Inmediatamente un auto nos pasó.
—¿Qué carajo te pasa?
—Callate y mirá…
Unos cuantos metros adelante un conejo blanco (el destello) saltó de la oscuridad a la ruta. El vehículo que acababa de pasarnos tiró un volantazo para esquivarlo, en vano, pisó la grava del costado, perdió el control (se escuchó un chirrido) y se estrelló con fuerza contra un árbol. El parabrisas estalló.
La Tortuga y yo nos habíamos llevado la mano a la boca, los ojos como platos. El conejo se había transformado en una mancha oscura sobre el asfalto: tripas, sesos, sangre… La cabeza se había desprendido del cuerpo y los ojos muertos me observaban.
—Mierda… ¿Cómo sabías qué…?
—La velocidad es la variable que separa la realidad de una alucinación…
—Me empezás a asustar…
Sonreí… Me fijé en el auto destrozado, pensé en el conductor sin vida. No pude sentir compasión. Estaba feliz. Saqué un encendedor y prendí el porro.
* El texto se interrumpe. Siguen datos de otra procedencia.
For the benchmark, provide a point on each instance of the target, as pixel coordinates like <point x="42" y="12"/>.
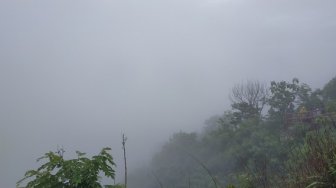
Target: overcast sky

—Pude llegar a tiempo… Ahora tu voz ya no me recuerda a alguien que no está…
—Yo tampoco hubiera tenido los reflejos para esquivarlo… —susurró mi acompañante. Miró el faso, con temor—. Esa poronga podría habernos matado…
La Tortuga comenzaba a deshacerse: empezaba a convertirse en un rostro familiar. Levanté el cigarro frente a sus ojos.
—Esto nos salvó la vida…
Empecé a reírme a carcajadas, sin poder evitarlo, mientras un humo espeso comenzaba a cubrir el accidente. Me reí hasta que recordé algo. Entonces me puse muy serio.
—¿Qué pasa? —preguntó mi mejor amigo, que sostenía la vista en el frente, en un estado de semi shock.
—Me acabo de dar cuenta de que en tres años voy a tener un laburo de mierda…
Di una larga pitada.
Ese día, como todos, fue el principio del Futuro.